The law criminalizes hate speech and the incitement of hatred on the basis of religious affiliation, but requires legal proof, determined at trial, of substantial harm. The commission of a crime with a religious basis can be considered an aggravating factor at trial.
The government provides funding for optional religion classes in public schools taught by the eight “traditional” religious groups. Denominations must receive the approval of the parents of at least 10 students in order to hold these classes. The Center for Educational Content in the Ministry of Education must review curriculum content of the classes to verify they do not violate freedom of conscience. First- to third-grade public school students must take either a religious or ethics class; for older students, these classes are elective. Schools are permitted to teach more in-depth classes on religion with education ministry authorization. Students at state-supported national minority schools may attend classes on a voluntary basis on the religion “characteristic of the national minority.” Other religious groups without their own state-supported minority schools may provide religious education only in private schools.
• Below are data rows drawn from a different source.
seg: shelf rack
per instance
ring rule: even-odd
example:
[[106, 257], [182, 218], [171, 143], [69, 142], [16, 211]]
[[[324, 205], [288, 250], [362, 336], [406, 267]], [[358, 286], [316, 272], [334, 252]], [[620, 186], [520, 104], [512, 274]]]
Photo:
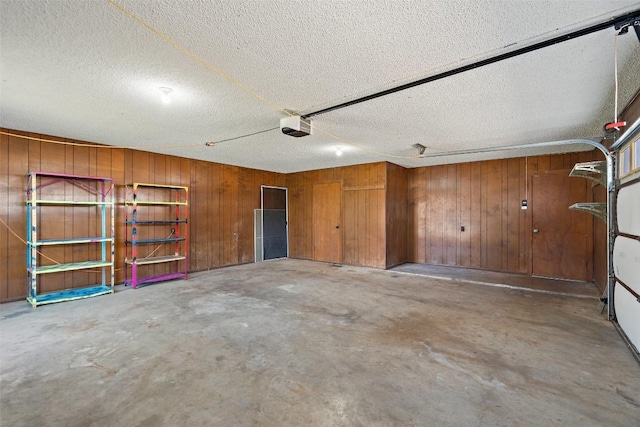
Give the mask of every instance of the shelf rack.
[[[596, 184], [607, 187], [607, 162], [596, 160], [593, 162], [576, 163], [569, 172], [569, 176], [585, 178]], [[587, 212], [607, 222], [607, 204], [606, 203], [574, 203], [569, 209], [581, 212]]]
[[569, 209], [572, 209], [574, 211], [587, 212], [603, 221], [607, 220], [607, 204], [604, 202], [574, 203], [573, 205], [569, 206]]
[[[142, 284], [186, 279], [189, 266], [189, 187], [134, 182], [127, 185], [125, 206], [125, 285], [136, 289]], [[158, 215], [162, 218], [151, 218]], [[164, 234], [154, 235], [158, 229]], [[151, 245], [156, 246], [152, 248]], [[153, 256], [159, 249], [163, 249], [161, 254]], [[173, 253], [167, 253], [171, 251]], [[146, 254], [143, 255], [143, 252]], [[159, 264], [169, 265], [165, 270], [170, 271], [155, 275], [140, 274], [140, 267], [147, 266], [149, 269]]]
[[[45, 188], [71, 183], [86, 193], [91, 200], [69, 200], [67, 193], [53, 194]], [[89, 298], [113, 293], [114, 284], [114, 182], [111, 178], [71, 175], [49, 172], [30, 172], [27, 175], [27, 301], [35, 308], [43, 304]], [[88, 195], [88, 196], [87, 196]], [[45, 198], [49, 197], [49, 198]], [[56, 200], [58, 199], [58, 200]], [[69, 239], [39, 239], [38, 220], [47, 206], [96, 207], [100, 212], [100, 236], [73, 237]], [[100, 259], [80, 262], [43, 265], [40, 249], [54, 245], [100, 245]], [[101, 283], [95, 286], [70, 288], [62, 291], [39, 292], [38, 278], [42, 274], [61, 273], [86, 269], [100, 269]]]
[[573, 169], [571, 169], [569, 176], [585, 178], [606, 187], [607, 162], [604, 160], [596, 160], [593, 162], [576, 163]]

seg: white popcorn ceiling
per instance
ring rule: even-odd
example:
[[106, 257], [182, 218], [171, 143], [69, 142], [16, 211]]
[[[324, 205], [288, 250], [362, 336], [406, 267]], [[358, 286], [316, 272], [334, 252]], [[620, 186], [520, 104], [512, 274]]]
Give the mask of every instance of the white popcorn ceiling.
[[[276, 172], [587, 149], [416, 159], [412, 145], [429, 154], [602, 136], [614, 116], [613, 28], [319, 115], [303, 138], [280, 132], [279, 108], [317, 111], [640, 8], [608, 0], [119, 4], [184, 50], [106, 0], [0, 1], [0, 126]], [[633, 31], [618, 38], [618, 67], [621, 109], [640, 88]], [[170, 105], [160, 102], [161, 86], [173, 89]]]

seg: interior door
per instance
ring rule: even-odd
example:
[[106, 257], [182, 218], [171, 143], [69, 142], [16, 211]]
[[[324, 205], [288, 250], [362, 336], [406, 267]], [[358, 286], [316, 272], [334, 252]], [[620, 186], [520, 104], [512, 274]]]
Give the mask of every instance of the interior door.
[[286, 258], [289, 256], [287, 189], [263, 185], [261, 197], [262, 259]]
[[313, 186], [313, 259], [342, 262], [342, 184]]
[[591, 280], [588, 247], [591, 215], [569, 210], [587, 202], [587, 180], [566, 174], [532, 177], [532, 269], [534, 276]]

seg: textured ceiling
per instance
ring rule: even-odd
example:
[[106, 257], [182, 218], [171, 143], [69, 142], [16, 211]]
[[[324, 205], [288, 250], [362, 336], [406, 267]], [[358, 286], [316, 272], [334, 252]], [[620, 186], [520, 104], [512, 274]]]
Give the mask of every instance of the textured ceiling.
[[[613, 28], [316, 116], [304, 138], [283, 135], [279, 121], [284, 109], [317, 111], [635, 9], [607, 0], [1, 0], [0, 126], [277, 172], [585, 149], [417, 159], [412, 145], [428, 155], [602, 136], [614, 117]], [[622, 108], [640, 88], [632, 31], [618, 37], [618, 67]], [[161, 86], [173, 89], [169, 105]]]

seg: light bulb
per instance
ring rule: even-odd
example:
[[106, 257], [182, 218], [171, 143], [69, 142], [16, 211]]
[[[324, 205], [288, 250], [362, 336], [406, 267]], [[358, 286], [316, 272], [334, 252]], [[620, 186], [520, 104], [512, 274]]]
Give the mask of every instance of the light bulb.
[[162, 102], [164, 104], [170, 104], [171, 103], [171, 97], [169, 95], [171, 94], [171, 92], [173, 92], [173, 90], [171, 88], [168, 88], [168, 87], [161, 87], [159, 89], [160, 89], [160, 92], [162, 92], [162, 97], [160, 98], [162, 100]]

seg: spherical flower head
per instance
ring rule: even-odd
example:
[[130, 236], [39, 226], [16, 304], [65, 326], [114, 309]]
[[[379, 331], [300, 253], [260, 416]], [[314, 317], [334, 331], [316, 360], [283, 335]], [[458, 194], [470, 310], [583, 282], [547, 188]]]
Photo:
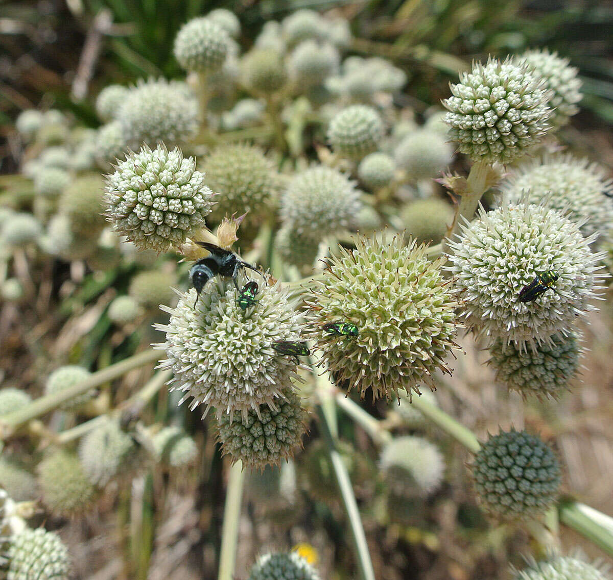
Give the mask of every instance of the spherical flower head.
[[439, 175], [451, 163], [453, 151], [440, 133], [421, 129], [398, 143], [394, 157], [409, 179], [417, 181]]
[[181, 27], [173, 52], [179, 64], [189, 72], [212, 73], [226, 60], [230, 37], [214, 18], [200, 17]]
[[[590, 250], [576, 225], [555, 210], [527, 202], [499, 207], [461, 226], [449, 242], [449, 269], [469, 327], [504, 344], [551, 343], [577, 316], [595, 310], [601, 256]], [[551, 289], [528, 302], [519, 293], [545, 272], [558, 277]]]
[[443, 102], [458, 149], [474, 161], [506, 163], [525, 155], [550, 128], [550, 91], [528, 65], [490, 59], [461, 73]]
[[418, 199], [402, 209], [400, 219], [418, 243], [438, 244], [453, 222], [454, 209], [443, 199]]
[[475, 455], [472, 470], [483, 507], [505, 519], [544, 513], [560, 488], [560, 465], [554, 452], [525, 431], [490, 436]]
[[289, 552], [260, 556], [248, 580], [319, 580], [319, 575], [301, 556]]
[[0, 389], [0, 416], [19, 411], [31, 401], [27, 393], [13, 387]]
[[21, 136], [28, 141], [32, 139], [42, 126], [43, 116], [40, 111], [26, 109], [22, 111], [15, 122], [15, 127]]
[[397, 437], [381, 450], [379, 464], [394, 493], [425, 497], [443, 481], [445, 464], [438, 447], [422, 437]]
[[570, 154], [554, 154], [514, 168], [500, 187], [504, 199], [517, 203], [530, 191], [531, 203], [566, 212], [587, 237], [613, 223], [613, 182], [604, 169]]
[[249, 220], [261, 217], [278, 188], [270, 162], [252, 145], [217, 147], [204, 160], [202, 169], [207, 183], [218, 194], [213, 210], [218, 219], [245, 212]]
[[59, 536], [43, 528], [26, 528], [15, 535], [8, 557], [7, 580], [68, 580], [70, 576], [67, 548]]
[[300, 398], [287, 390], [275, 401], [274, 408], [263, 404], [249, 411], [246, 418], [232, 421], [229, 415], [222, 415], [218, 423], [221, 452], [232, 463], [240, 460], [252, 469], [279, 465], [294, 456], [306, 422]]
[[109, 419], [82, 437], [78, 456], [89, 480], [99, 488], [129, 470], [135, 448], [119, 422]]
[[159, 142], [170, 147], [196, 133], [198, 103], [185, 83], [152, 79], [130, 90], [117, 120], [131, 148], [143, 143], [154, 147]]
[[541, 562], [533, 560], [528, 568], [516, 571], [514, 580], [607, 580], [596, 565], [573, 556], [552, 556]]
[[314, 240], [349, 227], [361, 206], [354, 182], [335, 169], [316, 166], [289, 182], [281, 215], [284, 225]]
[[340, 64], [338, 51], [329, 43], [303, 40], [289, 55], [288, 67], [300, 86], [317, 84], [334, 74]]
[[[53, 371], [47, 378], [47, 382], [45, 383], [45, 394], [59, 393], [86, 381], [91, 376], [91, 373], [86, 368], [77, 365], [60, 366], [59, 368]], [[65, 411], [74, 411], [80, 405], [87, 403], [93, 396], [93, 390], [88, 391], [63, 403], [61, 408]]]
[[567, 336], [555, 334], [550, 343], [525, 351], [498, 338], [489, 351], [496, 380], [509, 391], [517, 391], [524, 398], [533, 395], [557, 399], [577, 374], [582, 349], [579, 337], [570, 332]]
[[265, 95], [276, 92], [287, 80], [283, 59], [274, 48], [250, 50], [243, 57], [241, 69], [247, 86]]
[[216, 8], [207, 15], [207, 18], [221, 26], [233, 39], [240, 35], [240, 21], [234, 12], [225, 8]]
[[[419, 393], [432, 384], [437, 370], [451, 373], [444, 360], [455, 346], [457, 306], [441, 272], [444, 258], [430, 262], [424, 246], [405, 245], [403, 236], [387, 241], [356, 240], [329, 260], [322, 279], [306, 295], [311, 332], [322, 363], [339, 385], [370, 387], [373, 400]], [[357, 336], [338, 337], [322, 325], [354, 324]]]
[[[239, 286], [241, 286], [239, 281]], [[296, 362], [274, 350], [277, 340], [300, 340], [298, 316], [278, 284], [259, 283], [257, 303], [243, 312], [231, 283], [210, 281], [196, 300], [196, 290], [183, 294], [170, 314], [166, 333], [158, 345], [167, 358], [161, 368], [174, 373], [172, 388], [193, 398], [190, 407], [211, 407], [219, 420], [224, 413], [248, 420], [251, 410], [265, 403], [277, 408], [276, 399], [292, 388]], [[195, 304], [195, 306], [194, 306]]]
[[34, 191], [46, 198], [57, 197], [70, 182], [70, 174], [66, 169], [43, 167], [34, 176]]
[[156, 433], [151, 442], [156, 460], [171, 467], [189, 465], [198, 454], [196, 442], [179, 427], [164, 427]]
[[121, 84], [110, 84], [98, 94], [96, 99], [96, 112], [104, 123], [117, 118], [117, 113], [129, 89]]
[[193, 157], [145, 145], [109, 176], [105, 202], [116, 231], [140, 249], [166, 251], [205, 225], [213, 194]]
[[365, 105], [353, 105], [330, 122], [328, 139], [335, 152], [359, 160], [376, 149], [383, 133], [383, 122], [375, 109]]
[[91, 506], [94, 486], [76, 455], [53, 452], [40, 462], [38, 472], [43, 503], [52, 513], [75, 516]]
[[545, 86], [551, 92], [549, 105], [553, 110], [549, 119], [552, 125], [566, 125], [571, 117], [579, 113], [577, 103], [583, 97], [582, 82], [577, 77], [579, 69], [569, 66], [568, 59], [545, 48], [526, 51], [516, 61], [527, 64], [535, 75], [544, 80]]
[[360, 180], [370, 189], [379, 189], [389, 185], [394, 179], [396, 163], [385, 153], [371, 153], [367, 155], [357, 168]]
[[134, 322], [142, 314], [138, 300], [132, 296], [118, 296], [107, 310], [107, 315], [116, 324]]

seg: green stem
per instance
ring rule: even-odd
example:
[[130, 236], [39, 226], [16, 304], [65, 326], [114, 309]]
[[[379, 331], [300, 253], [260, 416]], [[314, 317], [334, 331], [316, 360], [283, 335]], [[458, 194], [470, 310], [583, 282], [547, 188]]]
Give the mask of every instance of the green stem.
[[163, 355], [163, 352], [153, 349], [144, 351], [94, 373], [91, 377], [78, 384], [40, 397], [18, 411], [4, 415], [0, 417], [0, 437], [2, 439], [8, 439], [28, 421], [48, 413], [62, 403], [86, 393], [94, 387], [116, 379], [128, 371], [158, 360]]
[[234, 578], [244, 480], [245, 472], [243, 470], [243, 463], [240, 461], [237, 461], [230, 468], [228, 488], [226, 493], [218, 580], [232, 580]]

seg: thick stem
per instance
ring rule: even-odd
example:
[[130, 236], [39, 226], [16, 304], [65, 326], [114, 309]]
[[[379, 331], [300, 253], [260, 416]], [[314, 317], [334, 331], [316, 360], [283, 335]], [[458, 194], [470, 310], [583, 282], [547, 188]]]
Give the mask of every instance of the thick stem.
[[221, 549], [218, 580], [232, 580], [236, 563], [236, 548], [238, 540], [238, 523], [242, 505], [245, 472], [242, 461], [230, 468], [228, 488], [224, 507], [224, 524], [221, 529]]

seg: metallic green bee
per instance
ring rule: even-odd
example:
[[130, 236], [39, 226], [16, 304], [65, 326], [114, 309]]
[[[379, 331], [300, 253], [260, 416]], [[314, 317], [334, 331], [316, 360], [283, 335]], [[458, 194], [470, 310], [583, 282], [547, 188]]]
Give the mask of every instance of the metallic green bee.
[[256, 294], [257, 294], [259, 288], [257, 283], [254, 280], [249, 281], [243, 286], [236, 302], [243, 312], [257, 302], [256, 300]]
[[327, 322], [322, 328], [335, 336], [357, 336], [359, 332], [353, 322]]
[[544, 272], [542, 274], [537, 274], [530, 284], [519, 291], [519, 302], [531, 302], [536, 300], [549, 288], [552, 289], [558, 278], [560, 277], [555, 272]]

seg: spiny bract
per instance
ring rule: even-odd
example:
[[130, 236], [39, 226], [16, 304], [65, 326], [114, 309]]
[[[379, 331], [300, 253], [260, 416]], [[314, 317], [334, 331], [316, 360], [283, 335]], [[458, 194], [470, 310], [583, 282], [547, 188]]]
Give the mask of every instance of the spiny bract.
[[[329, 261], [323, 279], [305, 302], [322, 363], [340, 386], [357, 388], [373, 398], [419, 393], [455, 346], [457, 303], [441, 272], [443, 258], [430, 262], [424, 246], [404, 245], [402, 235], [388, 242], [358, 239], [356, 250], [342, 249]], [[357, 336], [338, 338], [326, 322], [355, 324]]]

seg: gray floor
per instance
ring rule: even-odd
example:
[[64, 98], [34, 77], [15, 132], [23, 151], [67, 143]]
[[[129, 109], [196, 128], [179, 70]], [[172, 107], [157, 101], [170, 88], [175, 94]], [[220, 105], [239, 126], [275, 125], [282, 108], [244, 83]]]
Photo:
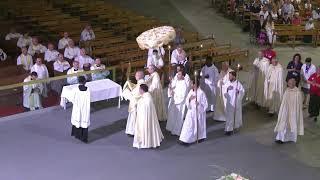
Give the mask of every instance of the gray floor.
[[[249, 48], [248, 34], [226, 20], [210, 6], [209, 0], [107, 0], [127, 9], [182, 24], [202, 35], [214, 33], [219, 42]], [[286, 64], [293, 53], [314, 57], [310, 47], [276, 48]], [[247, 63], [250, 63], [250, 59]], [[254, 180], [320, 179], [319, 123], [305, 120], [305, 136], [297, 144], [274, 143], [276, 117], [269, 118], [252, 105], [244, 108], [244, 127], [232, 137], [223, 135], [223, 123], [208, 118], [207, 141], [184, 147], [166, 131], [161, 147], [154, 150], [132, 148], [132, 138], [124, 134], [127, 105], [116, 101], [94, 104], [90, 143], [70, 137], [70, 108], [51, 108], [0, 119], [0, 179], [4, 180], [105, 180], [214, 179], [234, 171]], [[162, 124], [162, 127], [164, 124]]]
Religious courses in public schools range from doctrinal instruction by church-approved instructors (usually at the lower grades), to nondenominational Christian teachings or overviews of major world religions by certified teachers suggested by a religious group and approved by the education ministry (usually at higher grades).
The law establishes an independent ombudsman’s office for human rights. Its mandate includes helping to resolve cases of religious discrimination through collaboration with authorities. While it does not have enforcement powers, it can issue recommendations to specific authorities.
Visa regulations require foreign religious workers to present letters of invitation, typically from a religious organization, and either an ordination certificate or evidence of religious education that corresponds to a local bachelor’s degree in theology. The law stipulates foreign missionaries may hold meetings and proselytize only if invited by registered domestic religious groups to conduct such activities.